Gold nanoparticle-based core-shell and hollow spheres and ordered assemblies thereof

We report on the preparation and characterization of gold nanoparticle (Au-NP)-based core-shell particles and hollow spheres and of ordered structures obtained from their self-assembly. Coated particles, comprising polystyrene (PS) cores and polyelectrolyte (PE) or Au-NP/PE shells, were prepared by the layer-by-layer technique, that is, via the sequential adsorption of oppositely charged PEs onto PS cores, or by the infiltration of gold nanoparticles into preassembled PE multilayers onto PS particles, respectively. The thickness of the gold nanoparticle-based coatings was varied by altering the number of preassembled PE layers into which gold nanoparticles were infiltrated and by additional electroless gold plating.

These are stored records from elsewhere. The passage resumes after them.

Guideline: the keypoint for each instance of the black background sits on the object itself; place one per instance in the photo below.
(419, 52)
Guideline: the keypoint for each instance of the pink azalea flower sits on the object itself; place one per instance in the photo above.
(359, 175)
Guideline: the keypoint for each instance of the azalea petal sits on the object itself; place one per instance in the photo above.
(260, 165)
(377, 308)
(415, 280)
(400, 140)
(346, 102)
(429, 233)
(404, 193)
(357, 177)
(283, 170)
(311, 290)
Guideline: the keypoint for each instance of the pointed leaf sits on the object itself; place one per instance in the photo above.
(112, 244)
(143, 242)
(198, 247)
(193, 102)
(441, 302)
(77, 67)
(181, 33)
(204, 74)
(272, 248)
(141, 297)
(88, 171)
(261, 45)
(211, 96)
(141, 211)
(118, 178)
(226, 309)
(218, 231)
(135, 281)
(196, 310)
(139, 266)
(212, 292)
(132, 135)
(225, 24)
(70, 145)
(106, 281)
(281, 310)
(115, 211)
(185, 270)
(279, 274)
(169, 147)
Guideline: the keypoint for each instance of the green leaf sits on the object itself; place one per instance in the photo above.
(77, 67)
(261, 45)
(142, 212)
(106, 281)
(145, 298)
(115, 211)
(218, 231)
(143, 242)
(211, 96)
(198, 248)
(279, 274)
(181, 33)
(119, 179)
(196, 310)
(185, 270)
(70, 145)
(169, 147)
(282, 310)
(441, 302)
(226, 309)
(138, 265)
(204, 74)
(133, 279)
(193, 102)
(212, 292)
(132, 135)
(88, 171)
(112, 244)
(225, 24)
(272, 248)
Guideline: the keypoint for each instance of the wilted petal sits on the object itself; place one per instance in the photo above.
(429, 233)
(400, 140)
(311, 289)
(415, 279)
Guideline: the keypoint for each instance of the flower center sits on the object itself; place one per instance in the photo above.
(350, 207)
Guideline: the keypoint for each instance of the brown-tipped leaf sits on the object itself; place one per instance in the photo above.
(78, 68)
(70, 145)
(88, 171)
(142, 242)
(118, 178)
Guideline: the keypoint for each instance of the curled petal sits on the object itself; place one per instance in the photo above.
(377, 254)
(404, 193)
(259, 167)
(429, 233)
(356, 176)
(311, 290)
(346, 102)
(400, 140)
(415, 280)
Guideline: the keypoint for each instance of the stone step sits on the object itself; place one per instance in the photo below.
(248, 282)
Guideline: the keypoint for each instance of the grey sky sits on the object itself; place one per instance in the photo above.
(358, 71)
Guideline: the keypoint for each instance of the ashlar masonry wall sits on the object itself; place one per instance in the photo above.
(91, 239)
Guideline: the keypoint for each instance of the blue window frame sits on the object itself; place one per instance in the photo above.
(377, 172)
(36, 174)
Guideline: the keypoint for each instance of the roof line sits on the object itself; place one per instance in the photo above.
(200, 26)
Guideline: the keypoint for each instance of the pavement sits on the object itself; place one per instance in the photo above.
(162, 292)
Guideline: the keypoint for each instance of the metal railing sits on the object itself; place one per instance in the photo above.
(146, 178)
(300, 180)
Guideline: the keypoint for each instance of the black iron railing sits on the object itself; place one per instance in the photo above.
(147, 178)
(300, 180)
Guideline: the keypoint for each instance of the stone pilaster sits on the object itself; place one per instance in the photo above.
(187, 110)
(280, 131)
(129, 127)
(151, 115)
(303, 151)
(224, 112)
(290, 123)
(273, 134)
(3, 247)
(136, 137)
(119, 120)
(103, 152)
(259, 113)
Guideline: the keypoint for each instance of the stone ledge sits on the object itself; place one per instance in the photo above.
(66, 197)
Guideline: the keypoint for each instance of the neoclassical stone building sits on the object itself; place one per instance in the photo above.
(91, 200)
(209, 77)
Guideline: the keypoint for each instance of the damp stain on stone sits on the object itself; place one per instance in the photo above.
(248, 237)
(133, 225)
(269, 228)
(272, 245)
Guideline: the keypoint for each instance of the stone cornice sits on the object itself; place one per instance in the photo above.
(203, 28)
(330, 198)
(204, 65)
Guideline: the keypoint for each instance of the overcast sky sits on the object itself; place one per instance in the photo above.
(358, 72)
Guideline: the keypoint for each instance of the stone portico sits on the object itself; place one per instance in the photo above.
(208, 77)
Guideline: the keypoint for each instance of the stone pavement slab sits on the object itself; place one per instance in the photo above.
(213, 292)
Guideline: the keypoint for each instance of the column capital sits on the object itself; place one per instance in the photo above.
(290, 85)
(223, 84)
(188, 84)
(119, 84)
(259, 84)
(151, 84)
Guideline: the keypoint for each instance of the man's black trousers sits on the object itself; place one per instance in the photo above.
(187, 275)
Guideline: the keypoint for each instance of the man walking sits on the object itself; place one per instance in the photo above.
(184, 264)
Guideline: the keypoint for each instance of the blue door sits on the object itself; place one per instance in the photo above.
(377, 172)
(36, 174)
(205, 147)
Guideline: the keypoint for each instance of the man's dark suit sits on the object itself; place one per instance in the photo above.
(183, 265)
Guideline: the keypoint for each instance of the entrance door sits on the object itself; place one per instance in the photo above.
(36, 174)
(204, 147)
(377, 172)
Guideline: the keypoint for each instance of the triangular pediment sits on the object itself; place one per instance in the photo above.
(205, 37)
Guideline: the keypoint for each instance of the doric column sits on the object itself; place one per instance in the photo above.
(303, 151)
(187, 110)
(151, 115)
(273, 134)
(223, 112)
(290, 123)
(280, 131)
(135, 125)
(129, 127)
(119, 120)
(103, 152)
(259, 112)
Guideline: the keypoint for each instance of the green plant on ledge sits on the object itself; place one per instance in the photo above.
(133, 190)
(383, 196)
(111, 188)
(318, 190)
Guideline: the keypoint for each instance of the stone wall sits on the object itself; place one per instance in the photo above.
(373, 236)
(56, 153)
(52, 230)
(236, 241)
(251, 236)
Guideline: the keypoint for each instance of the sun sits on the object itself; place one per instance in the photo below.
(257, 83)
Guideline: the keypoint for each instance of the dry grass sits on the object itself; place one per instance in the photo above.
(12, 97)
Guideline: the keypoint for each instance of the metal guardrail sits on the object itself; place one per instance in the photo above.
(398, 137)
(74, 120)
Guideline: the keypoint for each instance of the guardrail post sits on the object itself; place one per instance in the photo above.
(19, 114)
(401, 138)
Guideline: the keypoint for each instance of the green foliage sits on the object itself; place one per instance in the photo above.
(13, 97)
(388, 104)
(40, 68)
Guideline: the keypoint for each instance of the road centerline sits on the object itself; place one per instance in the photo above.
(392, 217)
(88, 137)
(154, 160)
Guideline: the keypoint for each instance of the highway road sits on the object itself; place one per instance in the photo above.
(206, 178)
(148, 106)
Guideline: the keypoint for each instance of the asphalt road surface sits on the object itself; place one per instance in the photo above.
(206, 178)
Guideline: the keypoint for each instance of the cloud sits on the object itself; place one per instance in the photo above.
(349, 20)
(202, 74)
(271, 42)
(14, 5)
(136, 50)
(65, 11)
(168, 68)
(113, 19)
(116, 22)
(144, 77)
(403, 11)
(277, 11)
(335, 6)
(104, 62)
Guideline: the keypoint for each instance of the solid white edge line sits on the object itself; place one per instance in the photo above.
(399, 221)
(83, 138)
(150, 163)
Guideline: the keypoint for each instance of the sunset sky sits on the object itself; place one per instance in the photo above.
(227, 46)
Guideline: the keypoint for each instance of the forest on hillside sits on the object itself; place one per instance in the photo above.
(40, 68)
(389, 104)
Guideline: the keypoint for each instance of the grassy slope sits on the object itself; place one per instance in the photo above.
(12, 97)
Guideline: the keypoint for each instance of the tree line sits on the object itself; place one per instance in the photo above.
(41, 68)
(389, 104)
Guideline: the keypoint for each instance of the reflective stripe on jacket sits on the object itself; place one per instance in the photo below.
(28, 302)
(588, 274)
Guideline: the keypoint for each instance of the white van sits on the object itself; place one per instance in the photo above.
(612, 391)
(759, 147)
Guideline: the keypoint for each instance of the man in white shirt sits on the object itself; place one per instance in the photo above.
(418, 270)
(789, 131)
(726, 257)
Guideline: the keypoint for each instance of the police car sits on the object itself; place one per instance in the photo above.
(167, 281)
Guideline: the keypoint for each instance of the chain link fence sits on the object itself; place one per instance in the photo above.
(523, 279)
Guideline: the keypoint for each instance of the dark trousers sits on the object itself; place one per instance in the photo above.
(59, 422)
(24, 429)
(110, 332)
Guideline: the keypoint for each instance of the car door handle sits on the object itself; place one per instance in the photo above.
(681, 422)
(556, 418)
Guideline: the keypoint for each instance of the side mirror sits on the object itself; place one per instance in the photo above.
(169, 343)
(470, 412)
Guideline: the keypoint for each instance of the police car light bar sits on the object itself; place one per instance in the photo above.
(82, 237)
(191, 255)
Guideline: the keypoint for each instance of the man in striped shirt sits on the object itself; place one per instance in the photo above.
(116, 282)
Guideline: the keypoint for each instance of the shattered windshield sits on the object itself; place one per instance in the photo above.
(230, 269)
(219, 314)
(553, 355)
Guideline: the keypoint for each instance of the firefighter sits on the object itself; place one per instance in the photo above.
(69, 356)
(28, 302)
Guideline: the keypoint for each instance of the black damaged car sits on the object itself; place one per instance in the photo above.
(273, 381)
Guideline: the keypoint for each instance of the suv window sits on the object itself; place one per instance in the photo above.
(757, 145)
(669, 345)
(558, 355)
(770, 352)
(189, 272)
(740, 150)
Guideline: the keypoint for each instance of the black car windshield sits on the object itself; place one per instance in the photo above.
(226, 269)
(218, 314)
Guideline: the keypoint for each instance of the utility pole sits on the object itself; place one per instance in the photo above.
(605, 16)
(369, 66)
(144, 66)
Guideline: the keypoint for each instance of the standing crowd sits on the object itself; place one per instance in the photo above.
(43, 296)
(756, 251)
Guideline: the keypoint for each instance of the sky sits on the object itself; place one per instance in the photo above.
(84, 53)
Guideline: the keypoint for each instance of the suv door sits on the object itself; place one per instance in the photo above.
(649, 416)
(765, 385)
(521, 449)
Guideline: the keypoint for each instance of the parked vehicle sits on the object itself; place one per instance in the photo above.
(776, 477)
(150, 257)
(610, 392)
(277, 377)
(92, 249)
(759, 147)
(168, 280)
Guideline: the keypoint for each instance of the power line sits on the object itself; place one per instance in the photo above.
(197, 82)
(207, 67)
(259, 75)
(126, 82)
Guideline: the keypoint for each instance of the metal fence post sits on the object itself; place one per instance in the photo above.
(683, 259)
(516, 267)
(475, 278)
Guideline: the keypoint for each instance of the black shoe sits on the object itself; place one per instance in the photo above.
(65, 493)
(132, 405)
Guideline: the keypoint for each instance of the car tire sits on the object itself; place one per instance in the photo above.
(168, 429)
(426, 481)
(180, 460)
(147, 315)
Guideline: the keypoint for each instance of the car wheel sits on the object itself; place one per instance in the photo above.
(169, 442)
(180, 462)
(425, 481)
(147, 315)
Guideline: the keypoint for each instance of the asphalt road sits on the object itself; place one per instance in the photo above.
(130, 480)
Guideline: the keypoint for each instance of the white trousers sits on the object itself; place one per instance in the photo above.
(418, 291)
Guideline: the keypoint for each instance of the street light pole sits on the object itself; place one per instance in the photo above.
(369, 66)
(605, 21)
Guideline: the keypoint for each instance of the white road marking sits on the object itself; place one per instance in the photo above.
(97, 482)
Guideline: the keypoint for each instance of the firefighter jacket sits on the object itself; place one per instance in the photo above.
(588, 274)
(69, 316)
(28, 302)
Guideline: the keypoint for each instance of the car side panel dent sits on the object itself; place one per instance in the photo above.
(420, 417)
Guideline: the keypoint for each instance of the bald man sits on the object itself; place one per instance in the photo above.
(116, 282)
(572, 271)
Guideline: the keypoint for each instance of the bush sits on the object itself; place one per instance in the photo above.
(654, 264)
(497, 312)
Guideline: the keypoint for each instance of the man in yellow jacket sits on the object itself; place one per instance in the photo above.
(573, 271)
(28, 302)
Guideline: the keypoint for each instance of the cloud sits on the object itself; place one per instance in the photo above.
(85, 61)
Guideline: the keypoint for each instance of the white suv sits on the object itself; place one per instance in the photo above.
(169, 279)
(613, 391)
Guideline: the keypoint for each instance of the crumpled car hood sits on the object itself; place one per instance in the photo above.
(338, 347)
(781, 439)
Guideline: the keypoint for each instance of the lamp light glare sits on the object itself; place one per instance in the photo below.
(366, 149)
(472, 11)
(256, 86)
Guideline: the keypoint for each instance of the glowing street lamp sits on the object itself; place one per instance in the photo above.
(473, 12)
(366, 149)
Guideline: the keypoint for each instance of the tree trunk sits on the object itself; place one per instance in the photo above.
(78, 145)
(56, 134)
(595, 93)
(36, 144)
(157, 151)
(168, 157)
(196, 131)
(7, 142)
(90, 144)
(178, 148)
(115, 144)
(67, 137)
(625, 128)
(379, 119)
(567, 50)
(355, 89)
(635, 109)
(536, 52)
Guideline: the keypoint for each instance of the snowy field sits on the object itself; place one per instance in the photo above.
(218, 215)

Hollow spheres were obtained from the core-shell particles by either calcination or by dissolution of the PS core by exposure to tetrahydrofuran. The coated colloids were used as building blocks for the construction of ordered particle assemblies. Two different approaches were employed to form the ordered particle structures. The first involved the gravity sedimentation of Au-NP/PE-coated PS spheres, while the second method entailed the formation of ordered assemblies of PE-coated PS spheres, followed by infiltration with gold nanoparticles. 3D macroporous ("hollow") ordered structures were subsequently prepared from the ordered core-shell particle assemblies by removal of the PS cores. UV-visible absorption measurements of core-shell and hollow Au-NP/PE microspheres, and 3D ordered assemblies of these particles, show red-shifted plasmon resonance bands relative to the gold nanoparticles in solution. Near-IR reflectance spectra of the 3D ordered structures of hollow Au-NP/PE microspheres show Bragg reflectance peaks that are blue-shifted relative to the corresponding structures prior to dissolution of the core. The strategy described opens a new avenue to the production of particle assemblies derived from core-shell and hollow colloids, which may provide new opportunities for their application in areas such as photonics, photoelectronics, and catalysis.